Si notre pays a été longtemps cité en exemple pour ses avancées en matière de représentation politique des femmes, avec notamment la loi sur la parité, au regard des dossiers de candidatures déposés auprès du Conseil Constitutionnel, un constat s’impose. Sur les 93 dossiers de candidature pour l’élection présidentielle du 25 février prochain, on ne dénombre que 6 femmes : Anta Babacar Ngom, Aminata Touré, Aida Mbodj, Rose Wardini, Amsatou Sow Sidibé et Assome Aminata Diatta. Parmi ces candidates, seule Anta Babacar Ngom a pu valider ses parrainages, l’ancienne Premier ministre Aminata Touré (18.980 parrains) et Rose Wardini (31.000 parrains) doivent compléter un certain nombre de doublons, afin de valider ce passage périlleux des parrainages.

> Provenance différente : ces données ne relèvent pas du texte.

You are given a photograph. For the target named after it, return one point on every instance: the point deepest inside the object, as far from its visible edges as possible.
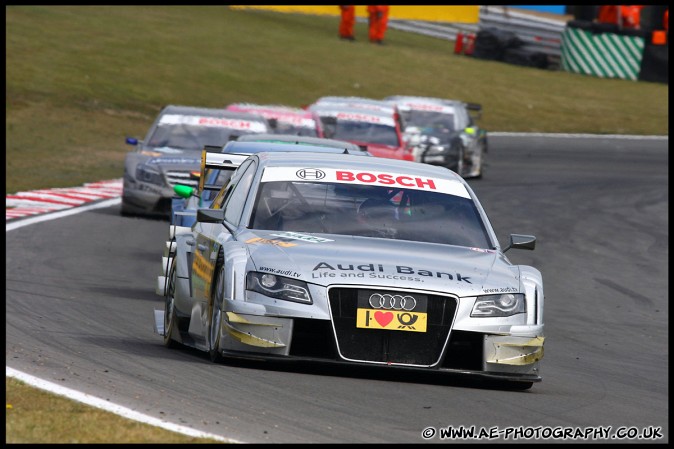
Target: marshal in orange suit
(378, 16)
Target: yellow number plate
(395, 320)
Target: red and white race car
(372, 124)
(284, 119)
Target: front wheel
(170, 319)
(215, 313)
(459, 167)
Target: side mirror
(519, 241)
(210, 215)
(412, 136)
(183, 191)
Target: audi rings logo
(310, 174)
(392, 302)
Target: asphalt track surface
(80, 301)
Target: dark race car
(171, 153)
(444, 132)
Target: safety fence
(538, 34)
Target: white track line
(110, 407)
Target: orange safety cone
(458, 44)
(470, 44)
(659, 37)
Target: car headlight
(146, 174)
(436, 148)
(506, 304)
(278, 287)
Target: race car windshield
(429, 121)
(370, 211)
(190, 137)
(365, 132)
(288, 128)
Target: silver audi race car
(353, 260)
(171, 153)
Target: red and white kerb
(365, 177)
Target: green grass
(80, 79)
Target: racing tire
(459, 169)
(480, 165)
(215, 313)
(170, 320)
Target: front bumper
(143, 198)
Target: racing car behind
(170, 153)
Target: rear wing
(213, 158)
(475, 110)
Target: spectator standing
(347, 22)
(378, 17)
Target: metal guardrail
(537, 34)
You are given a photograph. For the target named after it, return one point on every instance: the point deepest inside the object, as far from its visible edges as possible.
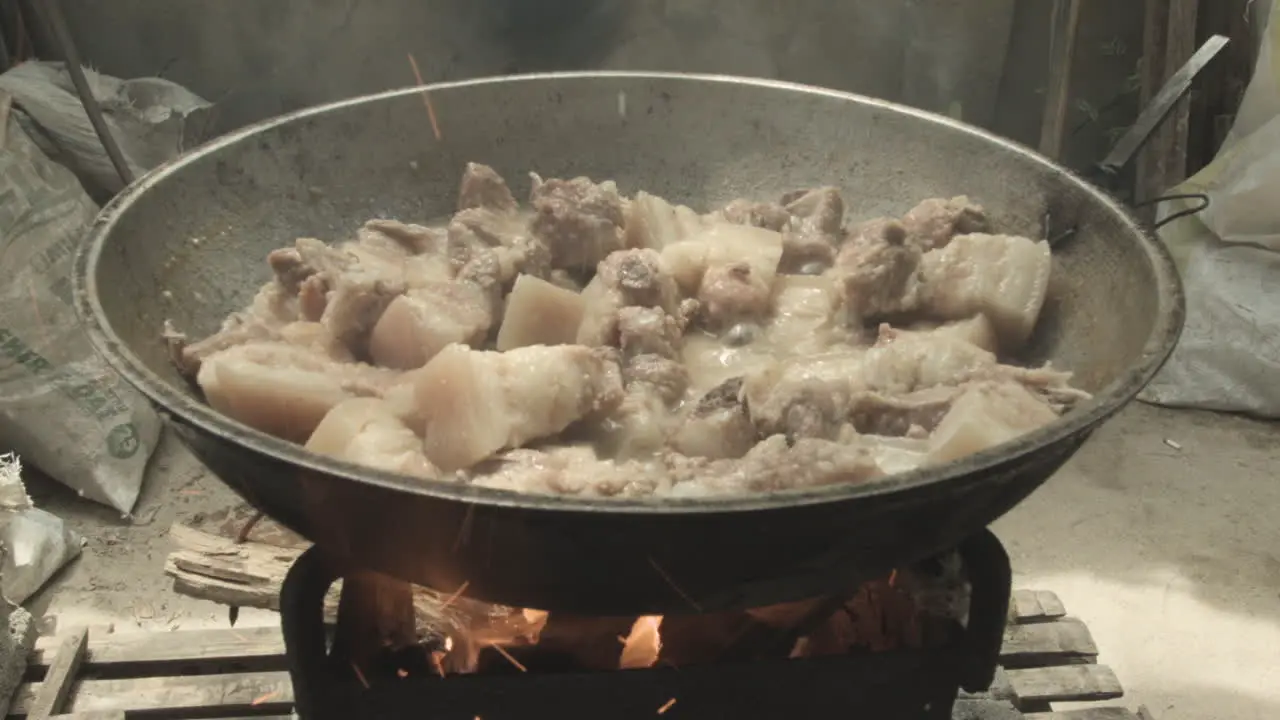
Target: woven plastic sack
(62, 409)
(1229, 258)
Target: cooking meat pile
(598, 345)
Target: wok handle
(302, 624)
(991, 580)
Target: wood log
(1057, 92)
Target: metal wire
(1055, 240)
(51, 14)
(1203, 203)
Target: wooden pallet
(241, 673)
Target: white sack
(62, 409)
(149, 119)
(36, 543)
(1229, 256)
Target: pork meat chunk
(813, 231)
(877, 272)
(284, 390)
(506, 236)
(368, 432)
(627, 278)
(734, 292)
(403, 238)
(717, 425)
(577, 219)
(768, 215)
(425, 320)
(803, 397)
(935, 222)
(776, 465)
(654, 223)
(539, 313)
(355, 304)
(999, 276)
(478, 402)
(483, 187)
(987, 414)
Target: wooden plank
(250, 574)
(1037, 606)
(229, 693)
(1064, 641)
(1223, 85)
(1057, 91)
(1086, 714)
(1068, 683)
(218, 569)
(62, 675)
(259, 647)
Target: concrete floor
(1160, 534)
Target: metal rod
(1161, 105)
(51, 14)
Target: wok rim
(970, 469)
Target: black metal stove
(888, 686)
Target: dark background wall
(983, 60)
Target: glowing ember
(643, 646)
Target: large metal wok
(187, 244)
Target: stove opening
(899, 646)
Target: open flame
(643, 645)
(882, 615)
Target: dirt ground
(1160, 534)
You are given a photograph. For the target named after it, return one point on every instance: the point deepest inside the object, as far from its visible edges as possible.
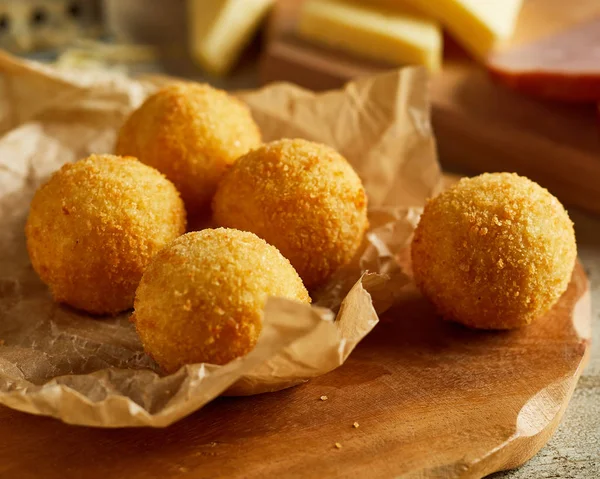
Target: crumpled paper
(59, 362)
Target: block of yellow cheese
(220, 29)
(478, 25)
(400, 36)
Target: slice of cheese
(478, 25)
(399, 36)
(220, 29)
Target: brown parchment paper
(58, 362)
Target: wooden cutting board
(431, 399)
(480, 125)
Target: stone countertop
(574, 450)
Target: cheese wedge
(401, 36)
(478, 25)
(220, 29)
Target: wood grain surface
(480, 125)
(431, 399)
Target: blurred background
(515, 84)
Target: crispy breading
(201, 299)
(302, 197)
(93, 227)
(494, 252)
(192, 133)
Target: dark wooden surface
(432, 399)
(480, 125)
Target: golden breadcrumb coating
(302, 197)
(95, 225)
(494, 252)
(202, 298)
(191, 133)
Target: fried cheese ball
(494, 252)
(95, 225)
(191, 133)
(302, 197)
(202, 298)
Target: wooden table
(33, 447)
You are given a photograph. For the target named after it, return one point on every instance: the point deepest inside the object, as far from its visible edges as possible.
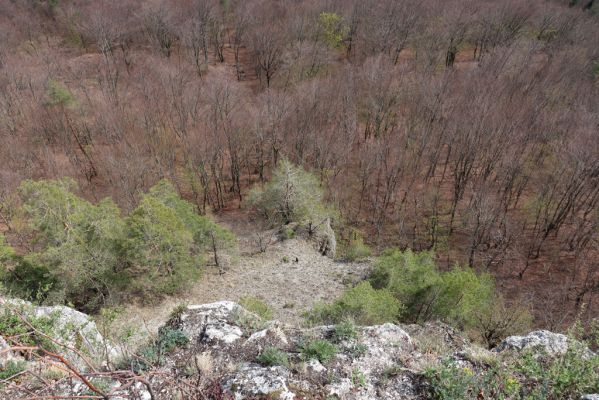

La lionne du Baol Aïda Mbodj, Amsatou Sow Sidibé et Assome Diatta n'ont pas pu avoir cette chance ; leur dossier de parrainage a été recalé par la commission de contrôle du parrainage. Cette sous-représentation de la gent féminine au scrutin le plus important de notre troisième république est aussi symbolisée par l’absence de candidate, lors de la dernière présidentielle en 2019. Sous le magistère de Macky Sall, seules trois femmes : Aminata Touré (Premier ministre 2013 -2014) puis Présidente du CESE (2019 -2020), Aminata Tall (2013-2019) et Aminata Mbengue Ndiaye (HCCT) depuis le décès d’Ousmane Tanor Dieng ont eu à exercer de hautes fonctions dans les hautes institutions dans notre pays.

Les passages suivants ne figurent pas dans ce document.